From 235e6e514f817ec8e97d54c6e6067e582af4ac33 Mon Sep 17 00:00:00 2001
From: Stefan Bethke <stb@lassitu.de>
Date: Sun, 13 Oct 2024 09:10:10 +0200
Subject: [PATCH 16/20] Move Pretix from hackertours to tickets

---
 .../host_vars/{hackertours.yaml => tickets.yaml}  | 10 +++++-----
 inventories/chaosknoten/hosts.yaml                | 12 ++++++------
 .../nginx/acme_challenge.conf                     |  1 +
 .../configs/public-reverse-proxy/nginx/nginx.conf |  1 +
 .../nginx/tickets.hamburg.ccc.de.conf}            | 15 ++++-----------
 .../{hackertours => tickets}/compose.yaml.j2      | 10 +---------
 .../{hackertours => tickets}/pretix.cfg.j2        |  8 ++++----
 7 files changed, 22 insertions(+), 35 deletions(-)

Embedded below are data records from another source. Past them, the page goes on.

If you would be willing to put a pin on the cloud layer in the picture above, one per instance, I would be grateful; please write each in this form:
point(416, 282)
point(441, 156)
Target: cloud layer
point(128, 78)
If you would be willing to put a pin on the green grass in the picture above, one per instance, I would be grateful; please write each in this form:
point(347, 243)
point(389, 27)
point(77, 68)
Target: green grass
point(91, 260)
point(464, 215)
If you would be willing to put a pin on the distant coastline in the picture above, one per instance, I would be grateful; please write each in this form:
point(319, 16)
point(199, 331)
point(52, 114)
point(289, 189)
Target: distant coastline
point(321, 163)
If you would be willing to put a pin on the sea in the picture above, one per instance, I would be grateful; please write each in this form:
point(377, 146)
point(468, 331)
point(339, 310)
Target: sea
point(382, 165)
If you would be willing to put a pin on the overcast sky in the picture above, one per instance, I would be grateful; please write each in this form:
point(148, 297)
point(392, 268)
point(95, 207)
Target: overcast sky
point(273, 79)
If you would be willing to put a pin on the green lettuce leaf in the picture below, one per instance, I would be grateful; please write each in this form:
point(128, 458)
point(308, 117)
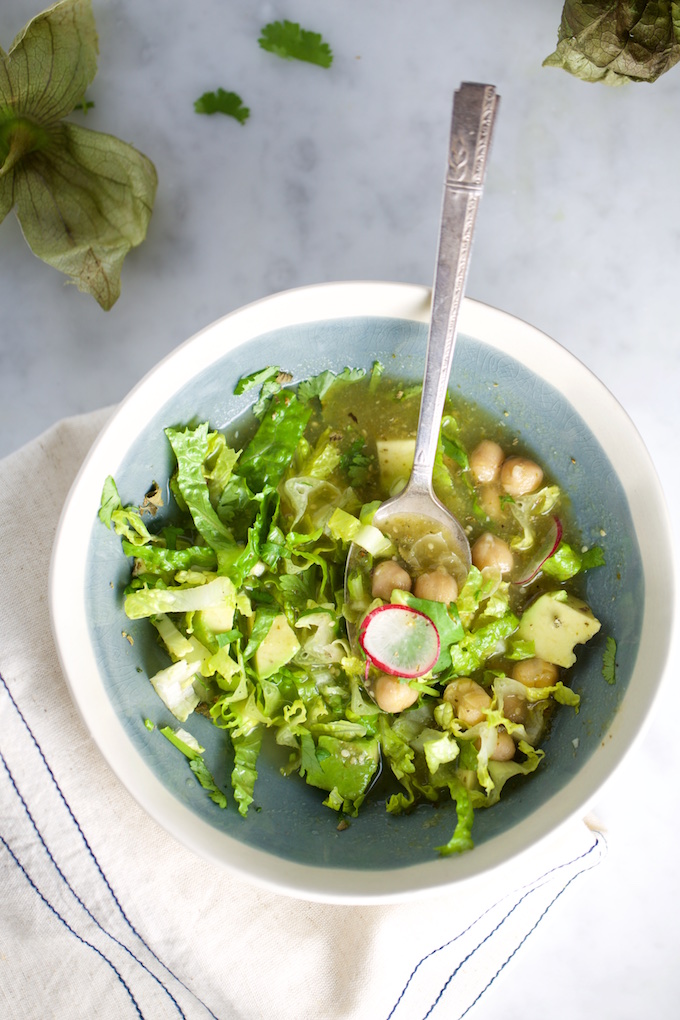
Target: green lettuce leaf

 rename inventories/chaosknoten/host_vars/{hackertours.yaml => tickets.yaml} (65%)
 rename playbooks/files/chaosknoten/configs/{hackertours/nginx/hackertours.hamburg.ccc.de.conf => tickets/nginx/tickets.hamburg.ccc.de.conf} (76%)
 rename playbooks/templates/chaosknoten/configs/{hackertours => tickets}/compose.yaml.j2 (79%)
 rename playbooks/templates/chaosknoten/configs/{hackertours => tickets}/pretix.cfg.j2 (66%)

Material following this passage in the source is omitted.